Configure your application to log in a structured format (e.g., JSON). Use tools like Promtail to ship logs from your DigitalOcean droplets to your chosen log aggregation system. In Grafana, you can then query and visualize these logs alongside your metrics.
6. DigitalOcean Droplet and Infrastructure Monitoring
Don’t neglect the underlying infrastructure. DigitalOcean provides basic metrics for CPU, memory, disk I/O, and network traffic. However, for deeper insights, consider:
- Node Exporter: Deploy
node_exporteras a Docker container or directly on your droplets to expose detailed host-level metrics (CPU, RAM, disk usage, network stats) to Prometheus. - Blackbox Exporter: Monitor the availability and performance of your application endpoints (HTTP, HTTPS, TCP) from an external perspective.
- DigitalOcean Alerts: Configure basic alerts within the DigitalOcean control panel for critical resource thresholds (e.g., CPU utilization > 90% for 1 hour).
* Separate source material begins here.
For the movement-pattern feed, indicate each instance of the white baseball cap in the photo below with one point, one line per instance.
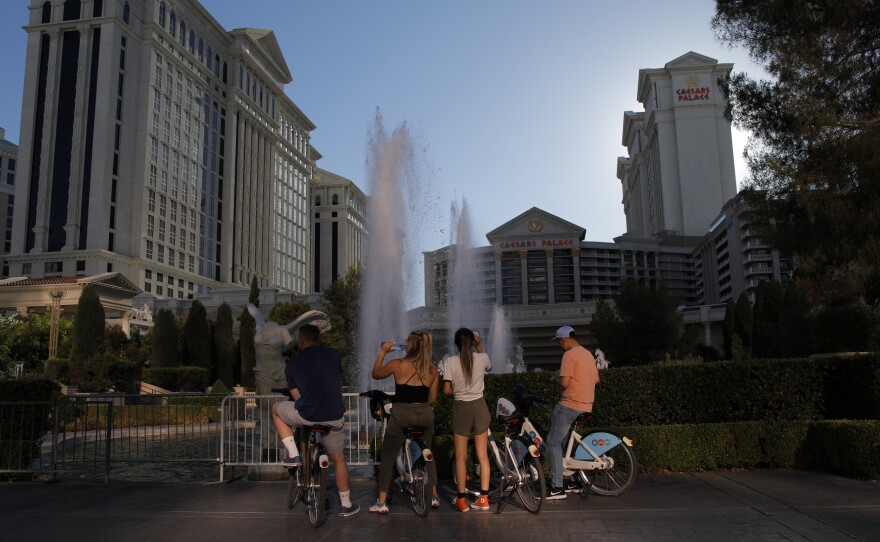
(563, 333)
Add Node Exporter to your docker-compose.yml:
services:
# ... other services ...
node_exporter:
image: prom/node-exporter:v1.7.0
container_name: node_exporter
ports:
- "9100:9100"
volumes:
- /proc:/host/proc:ro
- /sys:/host/sys:ro
- /:/rootfs:ro
command:
- '--path.procfs=/host/proc'
- '--path.sysfs=/host/sys'
- '--path.rootfs=/rootfs'
- '--collector.filesystem.mount-points-exclude=^/(sys|proc|dev|host|etc)($$|/)'
restart: unless-stopped
And update prometheus/prometheus.yml to scrape it:
scrape_configs:
# ... other jobs ...
- job_name: 'node_exporter'
static_configs:
- targets: ['node_exporter:9100'] # If running on the same Docker host as Prometheus
# If node_exporter is on a different droplet, use its IP:
# - targets: ['your_app_server_ip:9100']
7. Regular Audits and Tuning
Monitoring is not a set-and-forget solution. Regularly review your dashboards and alerts. Analyze historical data to identify performance bottlenecks and optimize queries, indexing strategies, and PostgreSQL configuration parameters (e.g., shared_buffers, work_mem). Use tools like pg_stat_statements to find slow queries.
Periodically adjust alert thresholds based on observed performance patterns and business requirements. Ensure your monitoring setup scales with your application’s growth.